Warm Reminder:

1. The above data are estimates and are for reference only!
2. Unit conversion: 1TB=1024GB, 1GB=1024MB, 1MB=1024KB, 1KB=1024Bytes, 1Byte=8bits, 1bit=0 or 1.
3. The above calculation results of the total required bandwidth only consider the transmission bandwidth of the main video stream. The actual configuration of network bandwidth also needs to consider the bandwidth occupied by simultaneously supported sub-streams. The actual total designed network bandwidth should be the bandwidth of the main stream and all concurrent sub-streams. Likewise, the total bitrate should be the sum of the main bitrate and all concurrent subbitrates.
4. The above calculation results of the total required storage capacity only consider the video file storage space. The actual number of hard disks to be configured also needs to consider the space occupied by other files such as pictures. If the disk array RAID mode is enabled, the actual available storage space after RAID must also be considered. Different RAID levels have different calculation methods for actual available storage space.
5. The full name of RAID is Redundant Array of Independent Disks. RAID is a technology that combines multiple independent physical hard disks into a logical hard disk group, aiming to provide higher storage performance and data backup capabilities than a single hard disk. RAID improves data reliability and system fault tolerance by dispersing data across multiple hard drives and combining error checking and data reconstruction technology. When a hard drive in the system fails, the RAID system can reconstruct the lost data through redundant data on other hard drives, thereby maintaining data integrity and availability.

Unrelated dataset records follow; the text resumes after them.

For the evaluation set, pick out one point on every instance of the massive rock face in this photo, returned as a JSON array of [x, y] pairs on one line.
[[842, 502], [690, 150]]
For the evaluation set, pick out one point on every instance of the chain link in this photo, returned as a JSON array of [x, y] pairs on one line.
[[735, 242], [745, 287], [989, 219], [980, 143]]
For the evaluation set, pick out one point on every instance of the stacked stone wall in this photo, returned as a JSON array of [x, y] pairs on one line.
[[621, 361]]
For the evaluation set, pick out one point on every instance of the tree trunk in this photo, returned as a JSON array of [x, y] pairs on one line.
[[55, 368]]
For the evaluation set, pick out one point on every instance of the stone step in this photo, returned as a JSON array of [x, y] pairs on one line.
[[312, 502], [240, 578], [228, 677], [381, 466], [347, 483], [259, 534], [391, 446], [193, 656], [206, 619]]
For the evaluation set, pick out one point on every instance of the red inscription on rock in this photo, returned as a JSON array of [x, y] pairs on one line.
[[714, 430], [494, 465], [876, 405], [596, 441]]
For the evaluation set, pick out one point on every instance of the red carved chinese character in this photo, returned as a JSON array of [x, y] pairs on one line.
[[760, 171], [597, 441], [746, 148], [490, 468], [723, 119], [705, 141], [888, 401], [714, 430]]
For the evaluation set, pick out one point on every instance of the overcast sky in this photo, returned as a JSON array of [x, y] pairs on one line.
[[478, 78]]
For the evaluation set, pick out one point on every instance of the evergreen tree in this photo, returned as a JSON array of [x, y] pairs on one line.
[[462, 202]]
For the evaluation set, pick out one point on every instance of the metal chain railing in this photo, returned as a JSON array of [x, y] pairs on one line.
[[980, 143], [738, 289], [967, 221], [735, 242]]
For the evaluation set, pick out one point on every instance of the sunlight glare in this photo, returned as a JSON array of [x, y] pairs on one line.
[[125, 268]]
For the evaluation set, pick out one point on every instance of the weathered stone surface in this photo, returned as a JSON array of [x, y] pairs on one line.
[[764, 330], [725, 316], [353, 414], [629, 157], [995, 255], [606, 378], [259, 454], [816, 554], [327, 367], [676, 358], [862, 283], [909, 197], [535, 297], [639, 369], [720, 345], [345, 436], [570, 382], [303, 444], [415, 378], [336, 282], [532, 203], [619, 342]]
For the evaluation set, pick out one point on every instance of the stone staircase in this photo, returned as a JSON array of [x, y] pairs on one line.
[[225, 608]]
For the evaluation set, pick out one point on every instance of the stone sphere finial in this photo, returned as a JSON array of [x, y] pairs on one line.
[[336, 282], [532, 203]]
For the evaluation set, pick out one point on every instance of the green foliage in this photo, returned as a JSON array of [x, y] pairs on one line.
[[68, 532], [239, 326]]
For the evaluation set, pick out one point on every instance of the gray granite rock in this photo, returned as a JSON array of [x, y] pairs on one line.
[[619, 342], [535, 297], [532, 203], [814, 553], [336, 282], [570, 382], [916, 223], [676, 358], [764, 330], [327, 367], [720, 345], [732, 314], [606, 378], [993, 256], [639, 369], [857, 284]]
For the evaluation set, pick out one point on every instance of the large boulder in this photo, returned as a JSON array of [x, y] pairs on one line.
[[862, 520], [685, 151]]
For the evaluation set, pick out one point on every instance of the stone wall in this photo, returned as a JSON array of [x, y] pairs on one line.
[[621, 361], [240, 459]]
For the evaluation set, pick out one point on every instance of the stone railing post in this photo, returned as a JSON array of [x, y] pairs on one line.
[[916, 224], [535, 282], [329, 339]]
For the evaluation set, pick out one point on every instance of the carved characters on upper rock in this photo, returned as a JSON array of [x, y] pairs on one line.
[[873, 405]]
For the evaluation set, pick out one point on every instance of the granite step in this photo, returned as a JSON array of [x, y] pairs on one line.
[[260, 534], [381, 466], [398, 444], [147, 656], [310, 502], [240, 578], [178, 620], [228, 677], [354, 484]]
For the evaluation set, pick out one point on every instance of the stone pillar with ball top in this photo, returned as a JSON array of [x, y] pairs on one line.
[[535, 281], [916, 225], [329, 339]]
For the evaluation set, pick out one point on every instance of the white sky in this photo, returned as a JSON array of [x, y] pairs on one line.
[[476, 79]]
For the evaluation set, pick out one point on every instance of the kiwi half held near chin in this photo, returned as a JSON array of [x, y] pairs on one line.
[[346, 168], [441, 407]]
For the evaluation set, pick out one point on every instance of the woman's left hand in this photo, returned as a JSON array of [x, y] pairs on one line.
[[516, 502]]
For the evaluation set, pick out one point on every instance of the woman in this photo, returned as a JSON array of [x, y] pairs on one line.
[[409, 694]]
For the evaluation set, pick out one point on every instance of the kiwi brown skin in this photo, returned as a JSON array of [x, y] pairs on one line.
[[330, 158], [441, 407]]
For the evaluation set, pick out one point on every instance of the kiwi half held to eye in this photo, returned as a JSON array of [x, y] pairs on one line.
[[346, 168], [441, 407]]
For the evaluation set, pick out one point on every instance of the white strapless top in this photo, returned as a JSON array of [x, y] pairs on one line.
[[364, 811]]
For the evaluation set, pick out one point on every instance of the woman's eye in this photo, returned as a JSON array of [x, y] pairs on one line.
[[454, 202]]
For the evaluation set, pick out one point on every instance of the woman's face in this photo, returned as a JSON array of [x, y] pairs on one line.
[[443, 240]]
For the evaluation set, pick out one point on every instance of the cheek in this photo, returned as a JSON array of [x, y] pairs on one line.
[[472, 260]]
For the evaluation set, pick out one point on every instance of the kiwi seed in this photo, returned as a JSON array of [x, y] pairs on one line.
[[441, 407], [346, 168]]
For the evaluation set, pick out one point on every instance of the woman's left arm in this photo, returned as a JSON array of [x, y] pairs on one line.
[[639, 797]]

6. RAID technology is divided into different levels according to different disk array combinations. Each level has its specific technology and application scenarios. Common RAID levels are: RAID 0, RAID 1, RAID 5, RAID 6, and RAID 10.
7. RAID 0: All hard drives are connected in parallel. The more hard drives there are, the faster the RAID 0 array access speed and the larger the total storage space. The hard drive utilization can reach up to about 100%, but RAID 0 has no data redundancy function. Damage to one hard disk will cause all data to be lost; RAID 0 is suitable for applications that require high-speed data transmission, such as video editing, audio processing, and scientific computing; the total storage capacity of RAID 0 is N * the capacity of the smallest hard disk, N is the number of hard drives , N>=2; the total storage capacity of RAID 0 in some systems is the sum of N disk capacities.
8. RAID 1: By creating mutual backup data copies on two independent hard drives, the reliability of the data is improved. When one hard drive fails, the system will automatically switch to the other hard drive so that the data can still be accessed. This eliminates the need for manual intervention or data reorganization, thereby improving system availability. RAID 1 is suitable for small application scenarios with high data reliability requirements, such as email systems and databases. RAID 1 only supports 2 hard disks. The maximum capacity is the capacity of the smallest hard disk. If there are more than 2 hard disks, the available space in the storage pool is only the capacity of 1 hard disk. If you want to mirror and expand the storage capacity, you must use RAID 10.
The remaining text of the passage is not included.